What are the solutions? The Government must first accept there is a crisis. The Government's amendment to this motion confirms to me it is in denial. It needs to look at the facts and stop believing the spin. It must review the very flawed system of rent caps. The British model is much more nuanced. The community welfare officers must be allowed to use more discretion to prevent people becoming homeless which often saves money. The Government must resolve the issues for the housing associations that will make it possible to draw down up to €500 million from the European Investment Bank. It needs more than a voluntary regulation code and it may mean the Government has to underwrite some of the loans. We need to grow up and realise we need a strategy for the provision of housing, where both the public and private sector have a role and where an affordable and secure public rental sector is part of the housing mix. We need to address the crazy procurement policies for local authorities which often mean it can take six months to re-let local authority housing units. There are 49 such houses in Kildare which could be re-let but will not be available for months.

In many ways, the crisis that started with the economic crash in 2007 is worse now than ever before.

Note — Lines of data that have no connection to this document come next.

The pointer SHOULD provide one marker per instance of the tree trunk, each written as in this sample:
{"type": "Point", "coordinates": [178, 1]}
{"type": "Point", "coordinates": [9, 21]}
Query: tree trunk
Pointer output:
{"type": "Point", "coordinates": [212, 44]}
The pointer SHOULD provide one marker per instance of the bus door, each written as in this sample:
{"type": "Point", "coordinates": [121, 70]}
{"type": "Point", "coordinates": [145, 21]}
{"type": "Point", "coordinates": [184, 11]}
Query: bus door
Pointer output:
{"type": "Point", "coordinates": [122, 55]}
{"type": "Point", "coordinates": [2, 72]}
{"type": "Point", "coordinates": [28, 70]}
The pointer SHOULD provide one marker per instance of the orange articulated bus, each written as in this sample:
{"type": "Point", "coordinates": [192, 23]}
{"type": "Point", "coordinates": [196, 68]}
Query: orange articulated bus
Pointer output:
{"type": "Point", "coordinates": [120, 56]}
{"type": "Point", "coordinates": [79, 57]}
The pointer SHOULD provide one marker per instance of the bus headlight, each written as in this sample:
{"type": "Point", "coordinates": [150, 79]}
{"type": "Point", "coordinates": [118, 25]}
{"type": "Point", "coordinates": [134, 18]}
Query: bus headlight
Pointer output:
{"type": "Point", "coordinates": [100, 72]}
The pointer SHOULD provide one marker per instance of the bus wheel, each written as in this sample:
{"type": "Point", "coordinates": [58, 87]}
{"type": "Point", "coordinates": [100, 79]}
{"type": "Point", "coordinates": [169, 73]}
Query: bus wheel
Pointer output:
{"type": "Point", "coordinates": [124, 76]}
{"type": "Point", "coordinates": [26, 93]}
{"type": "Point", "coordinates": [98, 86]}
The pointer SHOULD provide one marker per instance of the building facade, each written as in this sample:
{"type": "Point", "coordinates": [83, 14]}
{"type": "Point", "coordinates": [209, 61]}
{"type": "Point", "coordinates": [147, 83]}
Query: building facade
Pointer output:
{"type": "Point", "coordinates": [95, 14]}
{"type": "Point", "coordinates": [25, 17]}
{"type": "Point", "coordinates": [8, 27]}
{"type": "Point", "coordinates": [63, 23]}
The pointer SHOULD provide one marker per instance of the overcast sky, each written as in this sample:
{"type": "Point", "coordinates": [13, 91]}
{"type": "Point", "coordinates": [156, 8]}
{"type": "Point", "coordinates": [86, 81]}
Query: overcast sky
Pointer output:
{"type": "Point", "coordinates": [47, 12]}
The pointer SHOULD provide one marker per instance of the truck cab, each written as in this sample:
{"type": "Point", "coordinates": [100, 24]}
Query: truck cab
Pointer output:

The impacts have been deferred but are being felt in a real way now. The issue of unsustainable mortgages has got to a point that we are going to see largescale repossessions, adding thousands more to housing waiting lists that stand at 90,000 families. The Government’s amendment "welcomes the Government's commitment to end long-term homelessness by 2016." How will it do this? We deserve to know how.

The problem is getting worse by the night with people and their children sleeping in cars. We are better than this. I believe we are more humane than this. What is occurring is not acceptable to any right-thinking person. Focus Ireland, the Simon Community, Threshold, the Peter McVerry Trust, Crosscare and the Society of St. Vincent de Paul have said there is a crisis.

The Simon Community has said it is beyond a crisis and is heading towards a disaster. It is a real tragedy for the people who are the subject of it.